The Bank’s approach to its debtors is not so crude. Instead of sending in the Marines, it offers advice on how countries should manage their finances, make their laws, provide services to their people, and conduct themselves in the international market. Its powers of persuasion are great, due to the universal conviction that, should it decide to ostracize a borrower, all other major national and international powers will follow its lead. Thus, by the excessive lending—born of an underlying inconsistency its mission—the Bank has added to its own power and depleted that of its borrowers.[5]
John Perkins’ now famous Confessions of an Economic Hit Man [6] details contemporary economic intrigues. While describing his job of evaluating projects, he wrote:
The unspoken aspect of every one of these projects was that they were intended to create large profits for the contractors, and to make a handful of wealthy and influential families in the receiving countries very happy, while assuring the long-term financial dependence and therefore the political loyalty of governments around the world. The larger the loan, the better. The fact that the debt burden placed on a country would deprive its poorest citizens of health, education, and other social services for decades to come was not taken into consideration.[7]
Perkins’ work has now been followed up by A Game as Old as Empire: The Secret World of Economic Hit Men and the Web of Global Corruption edited by Steven Hiatt.[8]Hiatt writes,
Debt keeps Third World countries under control. Dependent on aid, loan reschedulings, and debt rollovers to survive—never mind actually develop— they have been forced to restructure their economies and rewrite their laws to meet conditions laid down in IMF structural adjustment programs and World Bank conditionalities.[9]
The current debt situation, with the major role that interest is playing in it, is potentially very devastating for the world as a whole. In Global Trends 2015, the Central Intelligence Agency (CIA) recognized:
The rising tide of the global economy will create many economic winners, but it will not lift all boats. [It will] spawn conflicts at home and abroad ensuring an ever-wider gap between regional winners and losers than exists today. [Globalization’s] evolution will be rocky, marked by chronic financial volatility and a widening economic divide. Regions, countries and groups feeling left behind will face deepening economic stagnation, political instability and cultural alienation. They will foster political, ethnic, ideological and religious extremism, along with the violence that often accompanies it.[10]

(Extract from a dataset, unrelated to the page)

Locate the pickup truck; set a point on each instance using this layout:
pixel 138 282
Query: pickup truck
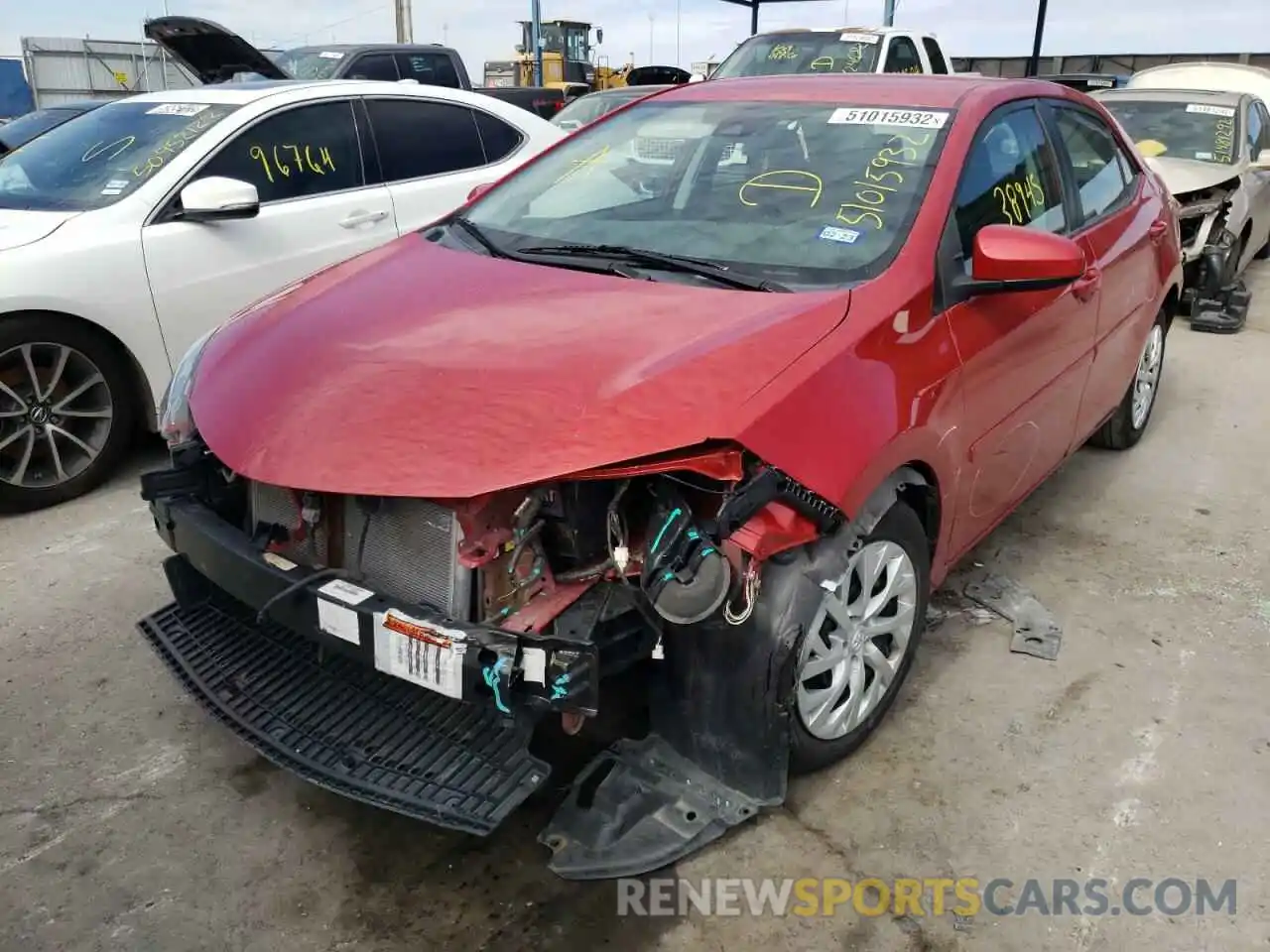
pixel 214 55
pixel 841 50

Noreena Hertz has an excellent chapter in her work, The Debt Threat: How debt is destroying the developing world… and threatening us all, delineating many of the dangers that the massive debt—and, again, which would not be as massive without the ever-growing aspect of interest—poses for the world today. She details the dangers of extremism, terrorism, depletion of the world’s natural resources, and more. To cite just one aspect, she writes:
Debt’s ugly progeny—poverty, inequality, and injustice—are also called upon to justify, and even legitimize, acts of the greatest violence. Only a few weeks after the World Trade Center was attacked, leading African commentator Michael Fortin wrote: “We have to recognize that this deplorable act of aggression may have been, at least in part, an act of revenge on the part of desperate and humiliated people, crushed by the weight of the economic oppression practiced by the peoples of the West.” Fortin’s language—“crushed,” “oppression,” “desperate,” “humiliated”—is deliberately evocative. And it is manifestly clear that there is an audience with whom such words powerfully resonate.[11]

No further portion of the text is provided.